At the current share price of $18.60, the preferred shares offer a dividend yield of 8.74%.
Looking at the income statement of KREF in the second quarter, we see the preferred dividend was still very well covered. Despite recording in excess of $11M in loan loss provisions, KREF generated almost $25M in net income which obviously more than covered the $5.3M in preferred dividend payments. Even if the quarterly loan loss provision would double from here, the preferred dividend would still have a coverage ratio of in excess of 200%.
This brings us to the balance sheet to determine the asset coverage level.
As of the end of June, KREF had about $7.7B on its balance sheet of which $1.68B was equity. There are 13.11M preferred shares outstanding for a total value of just under $328M which means that approximately $1.35B of the equity on the balance sheet ranks junior to the preferred shares. As of the end of June, the asset coverage ratio exceeded 500% and that’s very decent.
This doesn’t mean these preferred shares are riskless. With an excess of $6B in liabilities on the balance sheet and a net debt position of almost $5.9B, KREF’s debt to equity ratio is relatively high. The REIT isn’t too worried as the average LTV ratio of its loans is approximately 67% and although that is relatively high, it means the $7.47B in senior loans on the balance sheet is backed by in excess of $11B in real estate assets .
That sounds great, but we still have to keep in mind that as interest rates move up, the capitalization rate used to value the underlying assets will go up as well. This will result in lower asset values and thus a higher LTV ratio, up to a level that some borrowers may be in default. Seeing how 10% of the loans have an LTV ratio of in excess of 75% isn’t exactly putting my mind at rest. I’m sure KREF’s teams are closely monitoring the developments but it’s not hard to see the valuation of commercial real estate assets being hit in an increasing interest rate environment.
There is also a small silver lining as an increase in the LIBOR & SOFR rates will boost the EPS. An increase of 200 base points will boost the annual income by $0.41 per share. Based on the current share count of 69.25 million shares, KREF would generate an additional $28M in earnings per year which could be used to boost the loan loss provision buffer.
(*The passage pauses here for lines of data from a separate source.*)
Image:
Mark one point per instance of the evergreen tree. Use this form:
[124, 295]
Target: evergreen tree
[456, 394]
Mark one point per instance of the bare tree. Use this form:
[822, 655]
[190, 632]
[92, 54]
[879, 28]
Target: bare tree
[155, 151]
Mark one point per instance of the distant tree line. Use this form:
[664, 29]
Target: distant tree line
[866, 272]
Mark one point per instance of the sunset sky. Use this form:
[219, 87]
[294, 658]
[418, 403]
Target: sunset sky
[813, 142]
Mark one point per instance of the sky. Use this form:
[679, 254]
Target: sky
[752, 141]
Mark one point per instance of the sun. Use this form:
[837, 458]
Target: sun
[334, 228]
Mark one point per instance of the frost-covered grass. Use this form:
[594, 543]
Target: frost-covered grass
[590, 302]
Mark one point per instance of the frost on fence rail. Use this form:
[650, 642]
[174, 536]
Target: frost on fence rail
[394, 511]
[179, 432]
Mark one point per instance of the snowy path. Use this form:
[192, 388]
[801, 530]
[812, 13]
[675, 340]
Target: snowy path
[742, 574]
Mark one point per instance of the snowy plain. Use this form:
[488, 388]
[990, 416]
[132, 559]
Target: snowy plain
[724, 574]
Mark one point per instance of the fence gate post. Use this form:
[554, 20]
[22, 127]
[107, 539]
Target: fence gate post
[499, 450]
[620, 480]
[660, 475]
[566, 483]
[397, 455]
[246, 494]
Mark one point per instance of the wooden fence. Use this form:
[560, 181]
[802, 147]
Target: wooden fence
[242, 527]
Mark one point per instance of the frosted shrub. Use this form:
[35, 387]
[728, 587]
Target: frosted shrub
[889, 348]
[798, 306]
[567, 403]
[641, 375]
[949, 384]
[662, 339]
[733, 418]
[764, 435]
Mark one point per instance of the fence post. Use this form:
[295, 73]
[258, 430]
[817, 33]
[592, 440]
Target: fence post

While I usually like to have the most up-to-date financial results before deciding to initiate a long position in a stock or preferred share, I think I will initiate a small (and speculative!) long position in KREF’s preferred shares. Depending on how the Q3 results turn out (and if there’s any particular guidance for the fourth quarter of this year and/or 2023) I may either add to that position or just remain on the sidelines to wait for better visibility before adding to the initial speculative stake.
At this point, I am only focusing on the preferred shares as the distribution on the common units is quite aggressive and loan loss provisions are weighing on the bottom line results.